Although the images of this substrate appears to have jagged edges, I have yet to find anything on it harming the livestock of a tank. Just like play sand, you will want to wash this a few times. When washing this you’ll notice that there is a thin layer of what appears to be oil and minor cloudiness. A couple of good thorough washes gets rid of this pretty quickly.
Cheap, readily available, widely used in the hobby, very attractive modern look, easy to clean, does not kick up clouds
Does not look natural, hard to manage (as all sand is but, easier to manage than most other sands since it is heavier and has larger granules)

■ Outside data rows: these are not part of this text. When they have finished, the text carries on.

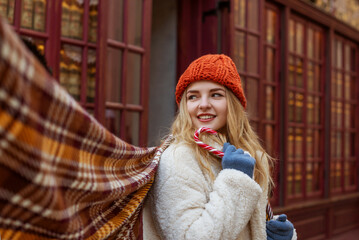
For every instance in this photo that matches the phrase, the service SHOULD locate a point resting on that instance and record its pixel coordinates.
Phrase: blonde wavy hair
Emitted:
(237, 131)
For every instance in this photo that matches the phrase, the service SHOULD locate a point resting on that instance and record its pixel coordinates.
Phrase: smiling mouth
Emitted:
(206, 117)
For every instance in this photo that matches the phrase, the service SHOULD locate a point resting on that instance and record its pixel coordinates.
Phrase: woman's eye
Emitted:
(191, 97)
(217, 95)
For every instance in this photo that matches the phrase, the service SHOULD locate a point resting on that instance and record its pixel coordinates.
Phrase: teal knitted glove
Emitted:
(236, 159)
(279, 229)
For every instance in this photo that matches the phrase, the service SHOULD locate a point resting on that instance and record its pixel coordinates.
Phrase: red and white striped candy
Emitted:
(206, 146)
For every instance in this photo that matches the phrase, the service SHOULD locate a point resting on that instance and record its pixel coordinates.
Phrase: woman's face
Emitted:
(207, 104)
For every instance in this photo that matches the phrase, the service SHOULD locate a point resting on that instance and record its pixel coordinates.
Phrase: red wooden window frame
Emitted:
(247, 27)
(298, 127)
(271, 90)
(53, 40)
(122, 106)
(344, 101)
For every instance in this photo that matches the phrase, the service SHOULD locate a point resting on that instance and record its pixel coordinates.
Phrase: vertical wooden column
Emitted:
(283, 118)
(101, 59)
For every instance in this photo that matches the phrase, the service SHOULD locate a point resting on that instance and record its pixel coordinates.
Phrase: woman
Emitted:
(199, 196)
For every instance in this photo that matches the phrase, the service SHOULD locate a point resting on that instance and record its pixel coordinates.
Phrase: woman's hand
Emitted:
(237, 159)
(279, 229)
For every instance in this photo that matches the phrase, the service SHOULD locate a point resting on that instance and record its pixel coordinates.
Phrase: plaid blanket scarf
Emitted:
(62, 175)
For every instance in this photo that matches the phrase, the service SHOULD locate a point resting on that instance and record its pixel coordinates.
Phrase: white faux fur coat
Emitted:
(184, 204)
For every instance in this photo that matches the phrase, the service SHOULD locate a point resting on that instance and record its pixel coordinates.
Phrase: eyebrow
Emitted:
(212, 90)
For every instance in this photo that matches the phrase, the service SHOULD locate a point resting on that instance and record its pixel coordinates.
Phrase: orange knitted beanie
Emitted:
(212, 67)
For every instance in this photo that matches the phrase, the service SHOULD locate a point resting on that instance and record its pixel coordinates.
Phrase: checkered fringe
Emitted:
(62, 175)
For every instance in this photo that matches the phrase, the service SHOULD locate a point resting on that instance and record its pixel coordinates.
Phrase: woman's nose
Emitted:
(204, 103)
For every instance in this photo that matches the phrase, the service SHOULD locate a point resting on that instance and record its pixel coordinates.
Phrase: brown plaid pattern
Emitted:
(62, 175)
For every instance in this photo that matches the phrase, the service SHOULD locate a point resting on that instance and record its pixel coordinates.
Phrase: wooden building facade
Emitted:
(298, 60)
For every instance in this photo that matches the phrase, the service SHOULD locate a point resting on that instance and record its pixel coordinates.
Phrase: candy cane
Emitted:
(269, 212)
(205, 146)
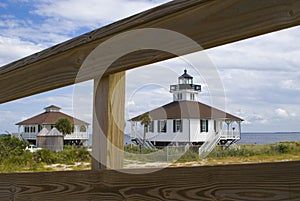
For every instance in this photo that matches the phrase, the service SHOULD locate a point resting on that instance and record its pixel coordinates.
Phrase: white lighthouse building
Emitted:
(187, 121)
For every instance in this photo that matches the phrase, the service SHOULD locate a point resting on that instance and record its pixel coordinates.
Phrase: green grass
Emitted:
(252, 153)
(14, 157)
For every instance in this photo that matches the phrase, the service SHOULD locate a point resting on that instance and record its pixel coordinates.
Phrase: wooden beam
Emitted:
(259, 182)
(108, 122)
(209, 23)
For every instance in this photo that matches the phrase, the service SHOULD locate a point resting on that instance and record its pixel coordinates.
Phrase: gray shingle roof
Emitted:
(187, 110)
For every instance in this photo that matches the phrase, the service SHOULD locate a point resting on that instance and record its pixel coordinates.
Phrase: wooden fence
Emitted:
(208, 22)
(256, 182)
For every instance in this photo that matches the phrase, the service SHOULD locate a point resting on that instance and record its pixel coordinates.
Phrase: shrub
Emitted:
(282, 148)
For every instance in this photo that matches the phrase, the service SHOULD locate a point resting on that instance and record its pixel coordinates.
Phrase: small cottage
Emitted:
(29, 128)
(52, 140)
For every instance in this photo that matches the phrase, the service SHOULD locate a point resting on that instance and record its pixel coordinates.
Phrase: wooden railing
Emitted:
(259, 182)
(210, 23)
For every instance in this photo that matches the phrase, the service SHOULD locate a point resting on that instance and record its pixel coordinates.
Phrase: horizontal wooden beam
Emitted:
(208, 22)
(259, 182)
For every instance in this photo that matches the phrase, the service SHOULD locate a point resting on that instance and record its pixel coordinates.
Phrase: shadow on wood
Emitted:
(269, 181)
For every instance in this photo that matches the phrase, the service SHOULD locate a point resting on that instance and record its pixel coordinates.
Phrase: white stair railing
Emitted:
(209, 145)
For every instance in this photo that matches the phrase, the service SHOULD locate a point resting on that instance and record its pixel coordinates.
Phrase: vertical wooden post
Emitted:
(108, 122)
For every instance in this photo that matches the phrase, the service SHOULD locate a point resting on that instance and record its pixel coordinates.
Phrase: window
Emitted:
(151, 127)
(204, 125)
(177, 125)
(39, 128)
(32, 129)
(162, 126)
(215, 125)
(179, 96)
(192, 96)
(82, 129)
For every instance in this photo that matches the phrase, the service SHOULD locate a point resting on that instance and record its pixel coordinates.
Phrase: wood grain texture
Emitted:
(255, 182)
(209, 23)
(109, 122)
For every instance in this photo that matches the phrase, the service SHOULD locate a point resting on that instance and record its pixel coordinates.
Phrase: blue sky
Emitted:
(260, 75)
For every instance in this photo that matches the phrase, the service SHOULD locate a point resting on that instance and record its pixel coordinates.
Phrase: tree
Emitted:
(64, 126)
(145, 121)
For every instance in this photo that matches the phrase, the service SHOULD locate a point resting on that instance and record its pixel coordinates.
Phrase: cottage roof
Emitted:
(43, 132)
(50, 117)
(54, 132)
(188, 110)
(52, 107)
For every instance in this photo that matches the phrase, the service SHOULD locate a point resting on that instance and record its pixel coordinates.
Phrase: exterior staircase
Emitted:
(147, 144)
(209, 145)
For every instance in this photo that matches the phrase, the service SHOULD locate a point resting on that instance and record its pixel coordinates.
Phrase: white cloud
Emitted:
(281, 113)
(3, 5)
(14, 48)
(92, 12)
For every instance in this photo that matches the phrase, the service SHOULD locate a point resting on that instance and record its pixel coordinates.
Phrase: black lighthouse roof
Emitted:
(185, 75)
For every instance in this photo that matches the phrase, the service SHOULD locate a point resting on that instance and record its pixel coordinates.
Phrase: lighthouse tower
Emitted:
(185, 90)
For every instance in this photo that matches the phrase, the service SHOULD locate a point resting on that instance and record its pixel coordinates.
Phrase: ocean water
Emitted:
(268, 138)
(251, 138)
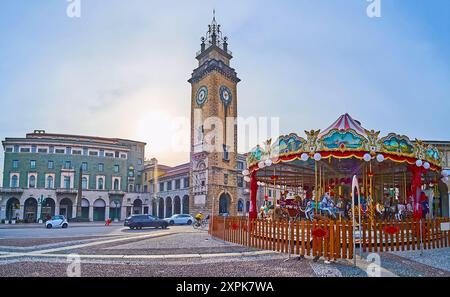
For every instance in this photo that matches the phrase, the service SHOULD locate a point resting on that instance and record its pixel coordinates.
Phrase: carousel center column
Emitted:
(253, 193)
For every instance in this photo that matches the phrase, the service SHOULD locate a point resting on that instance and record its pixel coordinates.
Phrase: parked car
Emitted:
(180, 219)
(140, 221)
(57, 222)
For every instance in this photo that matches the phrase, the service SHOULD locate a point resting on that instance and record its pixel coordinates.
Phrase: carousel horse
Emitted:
(277, 213)
(324, 208)
(327, 206)
(340, 208)
(386, 212)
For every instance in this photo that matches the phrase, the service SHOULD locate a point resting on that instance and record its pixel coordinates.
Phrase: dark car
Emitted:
(140, 221)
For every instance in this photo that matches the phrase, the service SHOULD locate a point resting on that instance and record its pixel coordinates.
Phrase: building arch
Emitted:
(85, 208)
(137, 206)
(224, 203)
(154, 208)
(12, 208)
(99, 210)
(168, 207)
(14, 181)
(161, 208)
(65, 208)
(177, 205)
(30, 210)
(48, 208)
(50, 182)
(116, 184)
(114, 209)
(186, 204)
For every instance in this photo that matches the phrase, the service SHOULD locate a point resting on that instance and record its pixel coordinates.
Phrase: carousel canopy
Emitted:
(345, 122)
(345, 145)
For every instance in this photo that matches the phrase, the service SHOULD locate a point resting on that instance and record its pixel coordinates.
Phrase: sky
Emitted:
(121, 69)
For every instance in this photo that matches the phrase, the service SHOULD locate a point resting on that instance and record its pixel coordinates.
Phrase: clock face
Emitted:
(225, 95)
(202, 95)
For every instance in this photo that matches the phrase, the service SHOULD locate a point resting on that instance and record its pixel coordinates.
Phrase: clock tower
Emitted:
(213, 169)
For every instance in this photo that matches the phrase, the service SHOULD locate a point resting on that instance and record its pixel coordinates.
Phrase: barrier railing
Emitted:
(331, 239)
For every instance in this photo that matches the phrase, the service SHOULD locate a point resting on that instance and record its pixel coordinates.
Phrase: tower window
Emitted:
(225, 153)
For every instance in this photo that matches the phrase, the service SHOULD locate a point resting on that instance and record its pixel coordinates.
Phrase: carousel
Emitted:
(331, 171)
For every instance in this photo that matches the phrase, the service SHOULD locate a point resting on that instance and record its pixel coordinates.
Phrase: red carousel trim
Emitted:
(347, 155)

Anything marketed as freshwater aquarium sand
This is the more straightforward approach, these bags of sand usually have instructions on how to implement them into your tank. These products also typically are ready to just put directly into your tank. Still, I’d highly advise against putting anything in your tank without a good wash. Please be sure to wash this before you put it into your tank.
Readily available, geared towards aquarium use
Planting in sand
With any of these options, the planting process is pretty much the same. First off, wash your sand! Pretty much wash anything before you put it into your tank! Next, place your sand into your tank and scape it to your desired shape, wetting the sand slightly will help give you better control.
I recommend creating visual depth by placing a thicker layer of substrate as you go towards the back of your tank. Once you’ve got your overall shape, begin filling it with water, slowly. I usually use a plastic bag with a little bit of air trapped in it and splash water on top of that bag, there are plenty other methods you can find on the web. Once your water level is a few inches above your sand, say an inch or so, you can begin planting!
Chances are, you’re probably putting inert sand into your tank, so you WILL have to fertilize it. My recommended method is using root tabs. These can be reproduced for a fraction of the price by using Osmocote inside gel caps. But, keeping up with this fertilization is vital since it your sand will not have the nutrients that your plants need.
Depending on how heavily you’ve planted your tank, your root tab regime will vary anywhere from once every 4-6 months. The placement of these tabs are also important, be sure to consider which plants are heavy rooters and where they are most concentrated. It will determine how many tabs you place around that area. Recommended placement of most root tabs are recommended around 2-4 inches apart.
Now, I personally don’t having a sand-only substrate but, that doesn’t mean it can’t or shouldn’t be done. There are plenty aquascapes in the web that do it well. If you are okay with sand clouds being kicked up during cleaning and have very few fish that love to kick up the sands themselves then, sand isn’t a bad way to go. It’s economical and readily available.